Musculoskeletal Injuries
Musculoskeletal injuries are very common in children. Unsafe play, motor vehicle accidents, participation in sports, and physical abuse cause the majority of these injuries. Unless completely healed, each injury has the potential to cause problems later in life due to trigger points, muscle spasm, myofascial restriction, scar tissue, ligamentous laxity, cranial bone malalignment, or armoring (guarding with muscle tension). Inefficient compensation patterns—such as favoring a painful area to minimize pressure on it—are also very common, but can contribute to negative soft tissue and osseous changes over time.
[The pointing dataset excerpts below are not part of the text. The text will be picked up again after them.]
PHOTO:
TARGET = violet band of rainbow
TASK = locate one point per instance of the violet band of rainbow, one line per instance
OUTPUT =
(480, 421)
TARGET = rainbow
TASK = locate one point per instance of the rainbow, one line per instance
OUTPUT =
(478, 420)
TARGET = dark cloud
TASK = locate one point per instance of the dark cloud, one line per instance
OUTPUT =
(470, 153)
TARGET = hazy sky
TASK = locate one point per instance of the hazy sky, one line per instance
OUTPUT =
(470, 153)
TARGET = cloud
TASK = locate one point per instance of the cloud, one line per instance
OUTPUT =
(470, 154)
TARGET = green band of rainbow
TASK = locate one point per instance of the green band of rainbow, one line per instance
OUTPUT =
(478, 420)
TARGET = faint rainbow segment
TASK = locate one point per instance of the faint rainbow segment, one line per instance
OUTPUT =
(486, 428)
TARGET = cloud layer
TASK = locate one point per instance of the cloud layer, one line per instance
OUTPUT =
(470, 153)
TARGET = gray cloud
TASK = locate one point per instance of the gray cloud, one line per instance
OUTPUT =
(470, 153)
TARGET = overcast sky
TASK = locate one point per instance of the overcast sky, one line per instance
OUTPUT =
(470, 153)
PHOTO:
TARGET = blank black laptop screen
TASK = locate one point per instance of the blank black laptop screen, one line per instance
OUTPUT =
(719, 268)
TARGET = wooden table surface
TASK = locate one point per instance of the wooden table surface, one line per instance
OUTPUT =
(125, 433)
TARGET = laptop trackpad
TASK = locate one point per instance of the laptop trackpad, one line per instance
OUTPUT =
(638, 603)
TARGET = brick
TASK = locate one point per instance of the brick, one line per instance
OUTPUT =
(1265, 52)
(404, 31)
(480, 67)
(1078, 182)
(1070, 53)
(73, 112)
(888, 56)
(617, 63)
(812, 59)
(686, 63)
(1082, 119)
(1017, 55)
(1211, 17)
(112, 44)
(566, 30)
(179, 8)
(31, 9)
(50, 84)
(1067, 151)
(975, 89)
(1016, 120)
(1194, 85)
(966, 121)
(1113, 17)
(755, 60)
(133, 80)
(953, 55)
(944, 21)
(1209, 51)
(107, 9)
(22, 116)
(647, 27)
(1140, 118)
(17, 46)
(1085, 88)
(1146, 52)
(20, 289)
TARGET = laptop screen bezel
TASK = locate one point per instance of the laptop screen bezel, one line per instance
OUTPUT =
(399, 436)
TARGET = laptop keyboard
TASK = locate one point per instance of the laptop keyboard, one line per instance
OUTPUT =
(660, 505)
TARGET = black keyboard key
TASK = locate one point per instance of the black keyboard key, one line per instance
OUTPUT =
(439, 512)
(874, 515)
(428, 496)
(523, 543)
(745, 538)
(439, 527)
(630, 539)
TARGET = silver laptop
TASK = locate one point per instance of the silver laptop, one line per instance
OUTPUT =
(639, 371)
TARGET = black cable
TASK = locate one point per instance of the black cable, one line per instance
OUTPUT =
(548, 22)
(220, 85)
At 8 years of age, Genie Martin fell 20 feet out of a tree, striking branches on the way down, and hitting her head hard enough to be knocked unconscious. She suffered intense chest wall pain as a result of the impact. “Pain, here-to-fore unknown to me except for little hurts, was now my constant companion—a more nagging, convulsive, ruthless, and demanding companion I had never known about in all my small life. Pain kept me awake at night—made my head ache with every move and burned my chest with fire—so much that I squeezed my arms tightly around to smother the flames,” Martin writes. From that time on, Martin carried a great deal of tension in her chest, and had chest pain when she was anxious. Many negative emotions were carried in her chest, including a fear of falling, a fear of trying new things, and a fear of recurring pain. As an adult, Martin slept with her arms gripped so tightly over her chest that sometimes when she awoke they were numb. While receiving massages, she had to make a tremendous effort to stop her arms from springing over her chest to protect it.16
Soft-tissue Injuries
Most children incur many bruises, scrapes, cuts, and muscle tears before they are fully grown, and sometimes these can have long-term consequences for the body.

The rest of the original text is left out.